Now, depending who you are, you're going to react to that story differently.  My father would nod approvingly, because he's a very generous person.  My mother would shake her head, because she raised me to believe that the consumer always has to fight for herself.  At the time, I was pissed, because I had been publicly shamed.  Now, though, I just don't know.  Clearly, I will still try to negotiate at a benefit yard sale.  After all, isn't having $15 for the TV better than having no one buy it at all?  On the other hand, couldn't I see it as $15 for the TV, then an additional $15 donation for the very cute, very sick baby?  I don't have any answers here.  A yard sale can bring up quite a moral dilemma.

The funny thing is, when I offered $15, the lady looked relieved at the idea of not having to cart one more TV to the thrift store, and told me that they'd take $10.  Um, lady?  That is not a good way to raise money.  C’mon, offer to sell it to me for $20, I probably would have done it!  I told her to please accept $15, it was easily worth that to me.  So there.  I am $5 worth of a good person.  But not $15, apparently.  Considering that just a few years ago, I wasn’t even $2 worth of a good person, I think that’s good progress.

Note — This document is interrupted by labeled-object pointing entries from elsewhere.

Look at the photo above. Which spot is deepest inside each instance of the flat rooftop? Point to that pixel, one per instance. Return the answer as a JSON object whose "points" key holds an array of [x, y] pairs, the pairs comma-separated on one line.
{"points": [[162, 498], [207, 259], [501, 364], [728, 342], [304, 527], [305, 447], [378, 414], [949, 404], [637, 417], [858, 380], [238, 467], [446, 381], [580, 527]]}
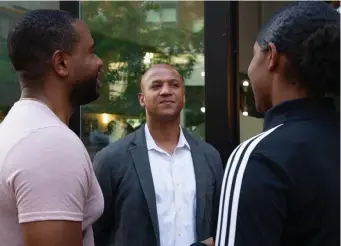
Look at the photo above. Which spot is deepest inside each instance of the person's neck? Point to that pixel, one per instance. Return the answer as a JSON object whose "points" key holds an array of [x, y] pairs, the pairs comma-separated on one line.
{"points": [[58, 105], [165, 133], [287, 92]]}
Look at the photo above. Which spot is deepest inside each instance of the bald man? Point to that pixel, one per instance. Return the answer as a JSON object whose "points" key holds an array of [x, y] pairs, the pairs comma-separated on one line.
{"points": [[161, 185]]}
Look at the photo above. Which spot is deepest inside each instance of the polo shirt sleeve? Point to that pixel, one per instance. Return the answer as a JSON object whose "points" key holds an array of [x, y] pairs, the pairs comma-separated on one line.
{"points": [[48, 176]]}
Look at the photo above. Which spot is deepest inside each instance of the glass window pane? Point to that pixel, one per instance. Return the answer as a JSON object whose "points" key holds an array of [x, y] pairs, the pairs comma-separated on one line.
{"points": [[130, 36], [251, 16], [10, 11]]}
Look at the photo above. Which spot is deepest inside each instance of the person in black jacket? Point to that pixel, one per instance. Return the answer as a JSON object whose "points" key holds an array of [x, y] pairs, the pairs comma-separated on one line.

Anyway, moral quandaries aside, this TV is actually perfect.  It just barely fits in my media cabinet that Josh gave me for my birthday; it's probably the biggest possible screen that would fit.  And it was definitely in my target price range (after I negotiated the price down, that is).

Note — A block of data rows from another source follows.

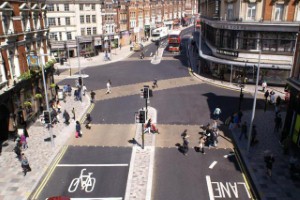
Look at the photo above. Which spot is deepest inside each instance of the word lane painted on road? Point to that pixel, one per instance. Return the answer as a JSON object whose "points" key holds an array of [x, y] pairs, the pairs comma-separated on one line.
{"points": [[225, 190]]}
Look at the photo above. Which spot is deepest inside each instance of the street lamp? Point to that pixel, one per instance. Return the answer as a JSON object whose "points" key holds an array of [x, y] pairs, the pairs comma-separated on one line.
{"points": [[46, 98], [254, 103]]}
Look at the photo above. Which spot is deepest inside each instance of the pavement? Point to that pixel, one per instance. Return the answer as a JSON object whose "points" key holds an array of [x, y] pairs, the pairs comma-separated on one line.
{"points": [[41, 153]]}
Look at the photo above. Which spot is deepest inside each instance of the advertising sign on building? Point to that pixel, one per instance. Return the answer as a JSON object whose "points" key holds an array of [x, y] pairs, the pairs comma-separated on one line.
{"points": [[33, 62]]}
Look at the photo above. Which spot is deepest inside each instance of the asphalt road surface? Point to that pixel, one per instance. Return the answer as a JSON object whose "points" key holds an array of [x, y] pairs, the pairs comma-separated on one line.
{"points": [[90, 172], [214, 175]]}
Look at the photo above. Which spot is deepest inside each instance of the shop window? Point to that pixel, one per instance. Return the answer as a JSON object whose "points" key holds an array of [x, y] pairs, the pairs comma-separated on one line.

So mark both the TV and the table off the list!  The point here, and I’ve made this point before, is that when you shop secondhand, getting what you want/need sometimes takes extra time.  While I’d only been looking for a TV for a month or so, I’ve been looking for that table since May.  Most people, when they decide they need a table or a new TV, go out to the store immediately to go pick one out.  They might look at several stores to see options and determine the best price, but generally they’re going to come home with it within a week.  It might take months for me to find what I want, but it usually comes along eventually.  Sometimes it doesn't, but in that case it turns out that I didn't need that thing after all.  When I do finally find the perfect thing, it seems very serendipitous, almost like fate.  I like living this way.  It makes me feel more in control of my stuff, rather than the other way around.

So that was it, my excellent December yard sale day.  I think it would have been a great day even in August.